The truth is, I haven't really known what to write about in the past few months. The part of my life that I have wanted most to share with all of you I have not felt free to put up for public perusal yet.

But I do so now.

This is something I began writing some time ago, but found my words failing every time I tried to write about it. Even now it seems weak to truly describe my thoughts, but I offer it up anyhow as the best I can do:

It always shines brighter in the dark places.

White Swan, The Yakama Nation, Washington. Sixty-five degrees in early April. Overcast.

The landscape seems to reflect the lives of the people of this place in its starkness, its desolation. I look to the bare hills that horseshoe around this valley of scrub brush and stolen farmland and wonder at the sense of bringing the gospel here. History would say these people ought to slam doors on faces of anyone who brings the name of Jesus. Christianity has not been kind to Native America.

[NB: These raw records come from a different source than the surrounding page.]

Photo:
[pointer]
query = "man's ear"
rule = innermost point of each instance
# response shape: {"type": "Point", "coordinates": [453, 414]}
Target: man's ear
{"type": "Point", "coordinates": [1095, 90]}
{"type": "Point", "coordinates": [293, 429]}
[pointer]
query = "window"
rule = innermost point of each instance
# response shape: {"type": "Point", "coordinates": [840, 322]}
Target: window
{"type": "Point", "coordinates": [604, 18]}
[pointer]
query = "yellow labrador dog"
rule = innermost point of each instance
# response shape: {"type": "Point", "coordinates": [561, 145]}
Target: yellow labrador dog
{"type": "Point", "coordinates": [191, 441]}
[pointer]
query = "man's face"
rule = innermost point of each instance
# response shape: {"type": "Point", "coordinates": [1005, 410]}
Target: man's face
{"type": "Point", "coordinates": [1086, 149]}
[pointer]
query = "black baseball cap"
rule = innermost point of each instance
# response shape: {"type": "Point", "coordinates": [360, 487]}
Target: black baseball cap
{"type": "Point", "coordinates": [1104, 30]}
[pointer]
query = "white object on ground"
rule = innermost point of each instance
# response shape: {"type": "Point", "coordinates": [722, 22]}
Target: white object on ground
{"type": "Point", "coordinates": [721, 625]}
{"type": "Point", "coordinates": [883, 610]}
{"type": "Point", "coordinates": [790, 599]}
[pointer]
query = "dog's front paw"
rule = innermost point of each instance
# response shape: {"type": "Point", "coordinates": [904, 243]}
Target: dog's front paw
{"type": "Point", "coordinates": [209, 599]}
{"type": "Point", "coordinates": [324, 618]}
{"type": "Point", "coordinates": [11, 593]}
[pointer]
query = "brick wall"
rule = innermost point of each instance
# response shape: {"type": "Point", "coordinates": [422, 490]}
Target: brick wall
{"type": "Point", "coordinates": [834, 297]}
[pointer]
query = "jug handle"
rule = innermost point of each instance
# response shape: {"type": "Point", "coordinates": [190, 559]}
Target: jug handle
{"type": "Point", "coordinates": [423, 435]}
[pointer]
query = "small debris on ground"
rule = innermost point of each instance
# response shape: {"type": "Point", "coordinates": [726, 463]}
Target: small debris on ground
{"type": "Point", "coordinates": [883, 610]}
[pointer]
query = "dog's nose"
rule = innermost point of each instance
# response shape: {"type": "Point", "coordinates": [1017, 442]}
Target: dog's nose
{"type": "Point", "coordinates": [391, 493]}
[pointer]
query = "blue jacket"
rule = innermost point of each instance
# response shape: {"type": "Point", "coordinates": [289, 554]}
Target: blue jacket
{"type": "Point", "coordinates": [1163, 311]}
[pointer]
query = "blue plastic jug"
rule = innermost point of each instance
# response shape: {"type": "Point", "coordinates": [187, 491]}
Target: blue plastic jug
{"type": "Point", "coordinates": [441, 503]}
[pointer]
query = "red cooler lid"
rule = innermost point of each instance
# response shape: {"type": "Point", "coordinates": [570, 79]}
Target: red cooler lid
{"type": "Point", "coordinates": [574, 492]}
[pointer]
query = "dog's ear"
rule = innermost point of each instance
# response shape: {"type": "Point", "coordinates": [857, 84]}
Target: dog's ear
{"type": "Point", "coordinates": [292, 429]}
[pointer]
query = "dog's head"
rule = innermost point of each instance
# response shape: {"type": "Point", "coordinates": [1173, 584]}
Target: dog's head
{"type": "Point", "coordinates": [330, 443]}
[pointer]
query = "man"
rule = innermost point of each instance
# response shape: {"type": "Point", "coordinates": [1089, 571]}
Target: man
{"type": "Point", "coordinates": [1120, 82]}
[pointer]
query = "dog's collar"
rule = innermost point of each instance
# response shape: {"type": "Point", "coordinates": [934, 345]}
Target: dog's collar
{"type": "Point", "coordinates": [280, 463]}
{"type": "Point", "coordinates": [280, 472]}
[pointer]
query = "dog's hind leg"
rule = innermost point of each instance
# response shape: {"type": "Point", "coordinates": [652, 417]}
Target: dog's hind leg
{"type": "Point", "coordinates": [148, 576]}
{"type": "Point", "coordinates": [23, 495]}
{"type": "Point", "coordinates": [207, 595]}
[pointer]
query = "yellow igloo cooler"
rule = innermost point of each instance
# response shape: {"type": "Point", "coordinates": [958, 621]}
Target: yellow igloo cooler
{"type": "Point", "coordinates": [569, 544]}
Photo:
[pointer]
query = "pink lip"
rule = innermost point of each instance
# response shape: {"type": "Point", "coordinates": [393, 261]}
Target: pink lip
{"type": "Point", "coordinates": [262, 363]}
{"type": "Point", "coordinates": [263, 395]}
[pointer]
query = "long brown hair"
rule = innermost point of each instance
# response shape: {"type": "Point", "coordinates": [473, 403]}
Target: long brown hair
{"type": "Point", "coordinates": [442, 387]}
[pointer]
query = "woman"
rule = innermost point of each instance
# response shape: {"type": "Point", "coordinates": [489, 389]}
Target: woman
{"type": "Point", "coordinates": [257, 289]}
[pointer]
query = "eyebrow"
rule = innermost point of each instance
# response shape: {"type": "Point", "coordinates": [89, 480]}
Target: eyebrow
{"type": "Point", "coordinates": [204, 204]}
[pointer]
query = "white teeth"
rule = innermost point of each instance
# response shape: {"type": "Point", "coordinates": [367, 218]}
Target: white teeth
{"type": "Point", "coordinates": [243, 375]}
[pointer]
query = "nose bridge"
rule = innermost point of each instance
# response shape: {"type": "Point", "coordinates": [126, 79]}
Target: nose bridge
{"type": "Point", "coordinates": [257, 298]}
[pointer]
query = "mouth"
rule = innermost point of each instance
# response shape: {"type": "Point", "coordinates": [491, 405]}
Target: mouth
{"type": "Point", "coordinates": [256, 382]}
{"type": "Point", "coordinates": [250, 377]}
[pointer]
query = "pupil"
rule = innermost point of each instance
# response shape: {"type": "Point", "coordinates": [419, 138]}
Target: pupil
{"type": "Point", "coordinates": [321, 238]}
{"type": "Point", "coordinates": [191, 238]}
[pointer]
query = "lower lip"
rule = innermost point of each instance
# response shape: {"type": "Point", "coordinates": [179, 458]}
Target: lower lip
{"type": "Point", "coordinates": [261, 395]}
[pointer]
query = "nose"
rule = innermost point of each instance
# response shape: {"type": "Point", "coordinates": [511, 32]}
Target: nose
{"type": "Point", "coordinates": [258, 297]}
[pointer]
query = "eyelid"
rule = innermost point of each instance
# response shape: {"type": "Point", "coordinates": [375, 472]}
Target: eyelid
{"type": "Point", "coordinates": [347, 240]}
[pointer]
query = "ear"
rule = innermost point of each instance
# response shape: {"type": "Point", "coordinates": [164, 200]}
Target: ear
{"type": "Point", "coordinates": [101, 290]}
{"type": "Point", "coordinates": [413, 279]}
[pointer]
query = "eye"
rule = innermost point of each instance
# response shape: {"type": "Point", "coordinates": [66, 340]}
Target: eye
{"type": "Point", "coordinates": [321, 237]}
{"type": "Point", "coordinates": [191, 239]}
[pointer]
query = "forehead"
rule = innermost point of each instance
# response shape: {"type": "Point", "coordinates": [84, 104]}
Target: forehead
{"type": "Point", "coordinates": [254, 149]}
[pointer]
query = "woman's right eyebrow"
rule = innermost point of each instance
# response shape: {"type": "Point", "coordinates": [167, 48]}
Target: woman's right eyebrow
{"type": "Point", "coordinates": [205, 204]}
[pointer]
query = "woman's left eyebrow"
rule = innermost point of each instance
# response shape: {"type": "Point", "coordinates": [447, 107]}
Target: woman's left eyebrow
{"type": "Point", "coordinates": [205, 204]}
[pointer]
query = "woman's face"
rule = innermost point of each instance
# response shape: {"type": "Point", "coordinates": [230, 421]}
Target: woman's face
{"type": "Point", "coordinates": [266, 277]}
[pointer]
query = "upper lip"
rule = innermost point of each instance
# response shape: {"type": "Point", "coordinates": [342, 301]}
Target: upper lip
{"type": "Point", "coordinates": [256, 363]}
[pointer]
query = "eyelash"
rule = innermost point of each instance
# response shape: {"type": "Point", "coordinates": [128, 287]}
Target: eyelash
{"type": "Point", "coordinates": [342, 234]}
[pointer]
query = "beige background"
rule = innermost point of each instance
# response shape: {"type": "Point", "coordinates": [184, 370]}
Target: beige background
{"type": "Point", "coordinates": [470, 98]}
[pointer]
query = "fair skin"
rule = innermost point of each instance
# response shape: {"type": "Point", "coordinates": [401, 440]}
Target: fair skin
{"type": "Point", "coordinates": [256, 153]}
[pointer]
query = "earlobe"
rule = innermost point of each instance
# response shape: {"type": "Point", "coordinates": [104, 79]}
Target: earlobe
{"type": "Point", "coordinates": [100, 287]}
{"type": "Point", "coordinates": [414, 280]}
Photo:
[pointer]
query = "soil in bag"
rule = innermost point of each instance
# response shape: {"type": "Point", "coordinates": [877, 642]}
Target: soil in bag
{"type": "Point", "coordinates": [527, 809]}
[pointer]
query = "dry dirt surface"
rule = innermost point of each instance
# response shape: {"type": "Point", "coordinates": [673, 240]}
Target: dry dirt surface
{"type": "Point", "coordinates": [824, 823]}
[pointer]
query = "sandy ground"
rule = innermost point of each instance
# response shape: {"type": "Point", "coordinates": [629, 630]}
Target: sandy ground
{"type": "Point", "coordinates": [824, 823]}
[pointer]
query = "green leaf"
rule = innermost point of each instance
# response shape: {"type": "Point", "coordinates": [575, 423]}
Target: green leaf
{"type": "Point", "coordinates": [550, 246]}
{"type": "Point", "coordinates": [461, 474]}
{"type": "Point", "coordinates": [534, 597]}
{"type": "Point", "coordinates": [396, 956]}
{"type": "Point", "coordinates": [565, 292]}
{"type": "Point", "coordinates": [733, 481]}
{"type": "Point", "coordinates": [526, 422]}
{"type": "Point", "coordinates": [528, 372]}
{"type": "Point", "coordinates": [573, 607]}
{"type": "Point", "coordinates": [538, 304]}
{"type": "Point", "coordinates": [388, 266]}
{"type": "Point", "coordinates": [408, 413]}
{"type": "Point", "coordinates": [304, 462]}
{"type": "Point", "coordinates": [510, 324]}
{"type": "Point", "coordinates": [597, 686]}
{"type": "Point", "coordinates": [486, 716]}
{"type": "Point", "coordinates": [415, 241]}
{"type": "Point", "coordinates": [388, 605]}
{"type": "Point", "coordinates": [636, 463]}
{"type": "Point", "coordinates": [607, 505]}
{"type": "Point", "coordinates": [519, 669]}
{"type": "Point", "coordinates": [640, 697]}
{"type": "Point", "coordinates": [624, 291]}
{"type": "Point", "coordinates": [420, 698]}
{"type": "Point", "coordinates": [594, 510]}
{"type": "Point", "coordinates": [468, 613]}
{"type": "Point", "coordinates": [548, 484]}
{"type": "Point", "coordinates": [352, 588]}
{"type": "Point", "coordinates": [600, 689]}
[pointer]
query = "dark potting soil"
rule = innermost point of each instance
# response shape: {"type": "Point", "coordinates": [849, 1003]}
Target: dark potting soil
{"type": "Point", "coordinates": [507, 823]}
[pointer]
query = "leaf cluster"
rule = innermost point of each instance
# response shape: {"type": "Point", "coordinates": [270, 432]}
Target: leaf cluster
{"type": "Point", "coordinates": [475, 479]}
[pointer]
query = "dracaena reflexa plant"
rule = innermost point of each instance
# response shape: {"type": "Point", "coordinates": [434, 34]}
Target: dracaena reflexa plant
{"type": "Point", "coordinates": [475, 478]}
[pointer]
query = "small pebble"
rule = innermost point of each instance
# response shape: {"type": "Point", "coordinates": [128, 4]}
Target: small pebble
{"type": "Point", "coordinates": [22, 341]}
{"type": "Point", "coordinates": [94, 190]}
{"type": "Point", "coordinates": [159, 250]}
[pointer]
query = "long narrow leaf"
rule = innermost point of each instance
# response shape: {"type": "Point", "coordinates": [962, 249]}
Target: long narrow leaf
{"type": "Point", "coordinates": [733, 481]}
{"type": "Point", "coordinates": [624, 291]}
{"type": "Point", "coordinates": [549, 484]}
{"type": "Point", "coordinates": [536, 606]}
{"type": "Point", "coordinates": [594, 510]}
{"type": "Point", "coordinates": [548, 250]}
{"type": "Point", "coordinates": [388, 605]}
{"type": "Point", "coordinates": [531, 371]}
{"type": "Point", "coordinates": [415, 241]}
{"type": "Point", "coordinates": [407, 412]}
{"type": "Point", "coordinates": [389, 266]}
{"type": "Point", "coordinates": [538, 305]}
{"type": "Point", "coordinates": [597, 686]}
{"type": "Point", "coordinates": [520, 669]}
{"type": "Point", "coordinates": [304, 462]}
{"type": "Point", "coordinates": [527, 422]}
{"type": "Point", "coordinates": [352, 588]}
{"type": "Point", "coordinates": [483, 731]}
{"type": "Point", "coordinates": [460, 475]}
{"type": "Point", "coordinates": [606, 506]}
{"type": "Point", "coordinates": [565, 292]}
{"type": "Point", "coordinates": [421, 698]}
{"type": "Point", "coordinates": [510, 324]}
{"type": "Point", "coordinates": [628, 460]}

Sarah and I came here as an experiment. Somehow God led us here, we firmly believe, and He wants us to see the work being done, to see if perhaps we can become a part of it. Can we be ambassadors of reconciliation to a people who were betrayed by our forerunners? Can we begin to heal deep wounds as old as Columbus?

The wounds of Christendom against Native America are indeed great, and as a nation and a church we have largely forgotten they exist. They're often spoken about in the past tense, as if we assume the genocide unleashed against them succeeded, or perhaps we wish it had. They rest at the bottom in our country in school dropouts, in mortality rates, in alocholism and addiction rates, in poverty. They are a defeated people, whose lives and culture were stolen from them, and they still stagger from the suddenness of it.

All this information, these unhinged ideas, seem to take form here in the landscape surrounding me. I see in each dilapidated house with roof falling in the force of history; I see in the faces of defiant little boys the impact of what befell these people. I see sin; I see need for restoration, for justice -- for Jesus.

Rain falls on the hills to the west, but does not move into the valley, seeming to disdain it, choosing instead to stay just out of reach. Even in April the ground is dry, and dust swirls in a breeze. Everything I see seems thirsty, crying out for drink. If only the rain would come down out of the hills, I think. This land would accept it gladly, soak it up, beg for more.

The people here are beautiful, shining brighter, I think, because of the darkness. I see Jesus everywhere I look: in each child who runs the field in Totus Park, in the lady we picked up on Fort Road and gave a ride into White Swan, in those who take home food from the Tuesday night Bible study and dinner at the longhouse. I feel Jesus among them, His great love for them, His overwhelming tenderness towards them, and I can't help but be moved to serve them.



That was April. It's February now, and looking back at all the times since that first week that we've spent among the Yakamas, the love has done nothing but deepen. Sarah and I have pursued that calling we believe God's place on our heart, and it seems that God would have us go. He would have us continue the mending – to become Jesus to the Yakama people. May He work in us mightily to this end.